Visitors can also now see two items from the Church’s first general conference on June 9, 1830. At the meeting, Joseph Smith Sr. was ordained to a ministerial position and the certificate of his ordination was signed by Joseph Smith and Oliver Cowdery.

Fifteen years later, Lucy Mack Smith dictated a narrative of her life and family. In her history, on the page open to display, she gives emphasis to the priesthood ordination that is documented by the record created at the time of the event.

The “Call to Save Grain” was written in 1876 by Emmeline B. Wells as an editorial in the Woman’s Exponent, which launched a Relief Society program that influences the Church to this day.

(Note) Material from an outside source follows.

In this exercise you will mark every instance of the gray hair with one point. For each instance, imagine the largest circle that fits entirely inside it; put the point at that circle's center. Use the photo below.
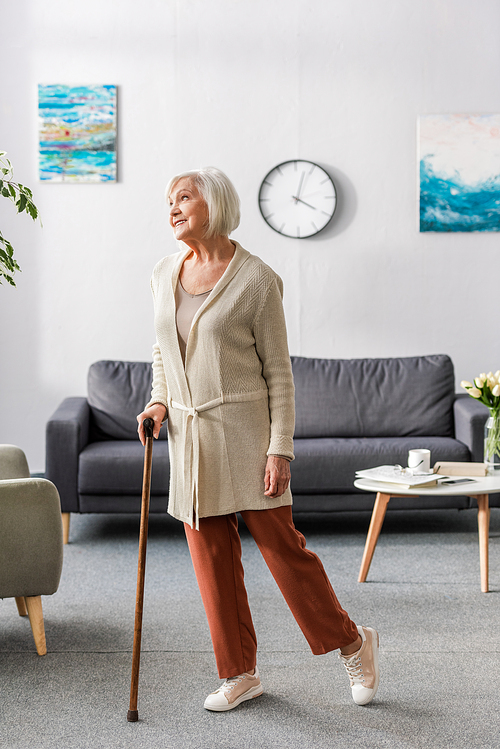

The article inspired women to gather and guard wheat carefully, loan it to the poor, and share it in times of drought. These relief efforts expanded in 1906 when the women sent wheat and other supplies to San Francisco after an earthquake and to China during a famine. In 1978, the Relief Society officially transferred its wheat to the Church’s Welfare Services program. The grain storage initiative thus served as a forerunner to the Church’s welfare, family and humanitarian services programs.

The youngest item in the exhibit is a sketch created by President Gordon B. Hinckley in June 1997. After reflecting on how to help faithful Saints in outlying areas receive the blessings of the temple, he drew a floor plan for a smaller temple with only the essential facilities. He announced the concept at the October 1997 general conference and by August 1998 the first small temple had been completed in Monticello, Utah. Since 1997, more than 50 small temples have been constructed or announced in 19 additional countries and 17 U.S. states where none had been before.

The exhibit’s self-guided tour pamphlet has been revised to answer common questions, to explain how the documents are preserved, and to draw out stories about the experience and impact of women as well as the Church’s worldwide mission and growth.

The “Foundations of Faith” exhibit opened in September 2014, promoted a dramatic increase in visitors to the library, and served as the core of an extremely successful youth conference experience last summer. An online version of the exhibit is available at https://history.lds.org/exhibit/foundations-of-faith.

The Church History Library is open Monday through Friday from 8 a.m. to 5 p.m., with extended hours on Thursday evening until 9 p.m. and on Saturday from 10 a.m. to 3 p.m. The library preserves important records so that we may reflect on, write and understand history. Admission to the library and exhibit is free and open to the public.